Percolation transition for random forests in $d\geq 3$

TL;DR

This paper proves that in dimensions three and higher, the arboreal gas model exhibits a percolation phase transition, contrasting with the two-dimensional case where no such transition occurs, using advanced mathematical physics techniques.

Contribution

It establishes the existence of a percolation transition for the arboreal gas in $d\geq 3$ and links it to symmetry breaking in a related non-linear sigma model.

Findings

Percolation transition occurs in $d\geq 3$

Symmetry is spontaneously broken at low temperatures

Existence of infinite trees and massless correlations

Abstract

The arboreal gas is the probability measure on (unrooted spanning) forests of a graph in which each forest is weighted by a factor $\beta>0$ per edge. It arises as the $q\to 0$ limit of the $q$-state random cluster model with $p=\beta q$. We prove that in dimensions $d\geq 3$ the arboreal gas undergoes a percolation phase transition. This contrasts with the case of $d=2$ where no percolation transition occurs. The starting point for our analysis is an exact relationship between the arboreal gas and a non-linear sigma model with target space the fermionic hyperbolic plane $\mathbb{H}^{0|2}$. This latter model can be thought of as the $0$-state Potts model, with the arboreal gas being its random cluster representation.
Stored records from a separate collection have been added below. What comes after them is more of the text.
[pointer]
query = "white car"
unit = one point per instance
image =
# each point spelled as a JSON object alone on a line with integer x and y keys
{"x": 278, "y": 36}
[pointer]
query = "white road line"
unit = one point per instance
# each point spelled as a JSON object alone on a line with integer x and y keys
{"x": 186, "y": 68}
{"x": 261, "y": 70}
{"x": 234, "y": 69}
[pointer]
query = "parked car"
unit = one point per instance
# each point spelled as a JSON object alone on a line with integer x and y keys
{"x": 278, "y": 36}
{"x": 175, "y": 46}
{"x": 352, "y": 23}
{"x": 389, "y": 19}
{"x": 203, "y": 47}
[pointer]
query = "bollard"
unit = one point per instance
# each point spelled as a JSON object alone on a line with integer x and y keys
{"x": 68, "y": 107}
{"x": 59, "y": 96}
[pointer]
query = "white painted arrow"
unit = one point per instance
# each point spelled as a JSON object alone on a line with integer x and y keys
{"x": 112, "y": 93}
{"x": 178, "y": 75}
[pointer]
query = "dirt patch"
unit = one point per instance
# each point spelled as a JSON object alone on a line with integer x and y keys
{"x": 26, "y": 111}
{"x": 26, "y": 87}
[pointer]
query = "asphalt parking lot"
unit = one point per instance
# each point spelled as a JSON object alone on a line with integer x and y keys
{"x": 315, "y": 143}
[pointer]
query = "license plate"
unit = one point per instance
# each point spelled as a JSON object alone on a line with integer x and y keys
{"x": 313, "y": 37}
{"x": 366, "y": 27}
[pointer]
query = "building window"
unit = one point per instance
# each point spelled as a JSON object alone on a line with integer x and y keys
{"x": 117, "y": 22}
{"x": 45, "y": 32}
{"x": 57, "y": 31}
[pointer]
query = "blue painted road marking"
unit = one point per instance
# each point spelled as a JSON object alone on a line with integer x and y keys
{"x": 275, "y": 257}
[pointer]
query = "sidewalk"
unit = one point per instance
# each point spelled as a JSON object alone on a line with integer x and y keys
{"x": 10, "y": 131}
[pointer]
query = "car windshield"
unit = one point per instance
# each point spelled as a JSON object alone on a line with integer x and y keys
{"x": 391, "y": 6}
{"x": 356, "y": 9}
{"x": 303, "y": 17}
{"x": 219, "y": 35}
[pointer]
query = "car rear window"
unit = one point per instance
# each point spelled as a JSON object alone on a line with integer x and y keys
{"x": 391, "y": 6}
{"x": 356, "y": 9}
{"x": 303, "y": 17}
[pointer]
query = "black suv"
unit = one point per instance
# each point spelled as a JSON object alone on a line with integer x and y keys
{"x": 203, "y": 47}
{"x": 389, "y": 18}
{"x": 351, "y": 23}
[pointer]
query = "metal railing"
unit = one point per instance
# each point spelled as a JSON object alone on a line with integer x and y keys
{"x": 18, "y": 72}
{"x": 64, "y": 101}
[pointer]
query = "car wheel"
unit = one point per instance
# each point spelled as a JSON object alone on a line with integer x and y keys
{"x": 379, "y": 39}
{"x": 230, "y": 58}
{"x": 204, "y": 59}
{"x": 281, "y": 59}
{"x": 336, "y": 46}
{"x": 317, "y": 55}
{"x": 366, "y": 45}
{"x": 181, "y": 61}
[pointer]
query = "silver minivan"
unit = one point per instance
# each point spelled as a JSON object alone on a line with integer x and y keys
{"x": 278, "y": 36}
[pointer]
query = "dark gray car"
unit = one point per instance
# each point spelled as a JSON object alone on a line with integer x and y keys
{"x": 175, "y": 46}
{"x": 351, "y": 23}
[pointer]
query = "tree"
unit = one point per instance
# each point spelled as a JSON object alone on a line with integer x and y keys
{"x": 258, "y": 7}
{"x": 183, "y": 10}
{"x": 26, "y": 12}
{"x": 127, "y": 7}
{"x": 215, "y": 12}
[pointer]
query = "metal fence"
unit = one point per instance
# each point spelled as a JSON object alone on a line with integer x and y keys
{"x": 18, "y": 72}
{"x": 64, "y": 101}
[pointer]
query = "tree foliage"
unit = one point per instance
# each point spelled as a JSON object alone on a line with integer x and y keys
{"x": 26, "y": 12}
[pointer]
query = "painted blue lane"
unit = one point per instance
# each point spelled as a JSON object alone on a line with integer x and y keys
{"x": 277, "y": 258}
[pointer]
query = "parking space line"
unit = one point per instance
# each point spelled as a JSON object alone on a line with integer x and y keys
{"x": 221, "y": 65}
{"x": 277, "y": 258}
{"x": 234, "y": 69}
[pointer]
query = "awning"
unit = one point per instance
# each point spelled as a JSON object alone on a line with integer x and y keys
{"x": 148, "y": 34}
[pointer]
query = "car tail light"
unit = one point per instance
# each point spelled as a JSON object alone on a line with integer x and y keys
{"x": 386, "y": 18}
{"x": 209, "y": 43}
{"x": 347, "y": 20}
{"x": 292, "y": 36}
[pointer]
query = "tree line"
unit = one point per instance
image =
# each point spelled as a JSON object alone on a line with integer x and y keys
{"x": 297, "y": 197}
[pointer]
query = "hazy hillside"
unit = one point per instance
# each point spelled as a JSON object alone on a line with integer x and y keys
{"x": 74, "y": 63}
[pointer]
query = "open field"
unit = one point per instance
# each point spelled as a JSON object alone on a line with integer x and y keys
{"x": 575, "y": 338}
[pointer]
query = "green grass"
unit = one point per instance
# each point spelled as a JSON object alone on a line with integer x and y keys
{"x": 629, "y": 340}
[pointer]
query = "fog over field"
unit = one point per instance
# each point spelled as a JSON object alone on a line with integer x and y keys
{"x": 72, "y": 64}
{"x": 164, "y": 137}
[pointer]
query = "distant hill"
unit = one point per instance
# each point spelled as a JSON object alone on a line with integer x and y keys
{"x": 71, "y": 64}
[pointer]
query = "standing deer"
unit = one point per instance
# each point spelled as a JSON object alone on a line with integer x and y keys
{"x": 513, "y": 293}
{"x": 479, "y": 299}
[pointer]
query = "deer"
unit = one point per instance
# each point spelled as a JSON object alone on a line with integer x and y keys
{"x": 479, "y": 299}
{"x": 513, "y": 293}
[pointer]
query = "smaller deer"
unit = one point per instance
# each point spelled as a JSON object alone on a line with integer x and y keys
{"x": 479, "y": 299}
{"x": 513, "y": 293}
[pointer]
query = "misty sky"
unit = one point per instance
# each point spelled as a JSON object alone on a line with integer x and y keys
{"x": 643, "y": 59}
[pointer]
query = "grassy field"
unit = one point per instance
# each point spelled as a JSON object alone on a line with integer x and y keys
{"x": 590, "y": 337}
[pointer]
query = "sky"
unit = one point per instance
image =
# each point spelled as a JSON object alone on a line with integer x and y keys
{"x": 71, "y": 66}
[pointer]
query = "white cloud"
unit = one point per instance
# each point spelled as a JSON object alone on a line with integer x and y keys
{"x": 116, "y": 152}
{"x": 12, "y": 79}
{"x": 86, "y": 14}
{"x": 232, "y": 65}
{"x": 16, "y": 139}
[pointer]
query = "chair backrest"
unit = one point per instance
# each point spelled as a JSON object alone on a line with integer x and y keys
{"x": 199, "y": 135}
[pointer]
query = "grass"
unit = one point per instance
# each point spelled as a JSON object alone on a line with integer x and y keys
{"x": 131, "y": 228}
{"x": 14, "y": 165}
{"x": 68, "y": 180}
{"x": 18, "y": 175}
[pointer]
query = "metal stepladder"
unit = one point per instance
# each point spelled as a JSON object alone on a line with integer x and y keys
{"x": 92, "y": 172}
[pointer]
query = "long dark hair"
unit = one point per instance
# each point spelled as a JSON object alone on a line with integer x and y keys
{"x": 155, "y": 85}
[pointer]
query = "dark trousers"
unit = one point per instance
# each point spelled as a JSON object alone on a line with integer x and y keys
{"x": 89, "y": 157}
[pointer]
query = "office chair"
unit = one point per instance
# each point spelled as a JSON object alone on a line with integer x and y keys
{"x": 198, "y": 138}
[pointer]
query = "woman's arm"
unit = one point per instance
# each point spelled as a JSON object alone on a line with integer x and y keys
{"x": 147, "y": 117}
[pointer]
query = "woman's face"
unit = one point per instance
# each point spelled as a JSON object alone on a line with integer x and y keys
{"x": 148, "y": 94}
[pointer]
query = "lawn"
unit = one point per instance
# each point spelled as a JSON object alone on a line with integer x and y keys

Unlike the standard Potts models, the $\mathbb{H}^{0|2}$ model has continuous symmetries. By combining a renormalisation group analysis with Ward identities we prove that this symmetry is spontaneously broken at low temperatures. In terms of the arboreal gas, this symmetry breaking translates into the existence of infinite trees in the thermodynamic limit. Our analysis also establishes massless free field correlations at low temperatures and the existence of a macroscopic tree on finite tori.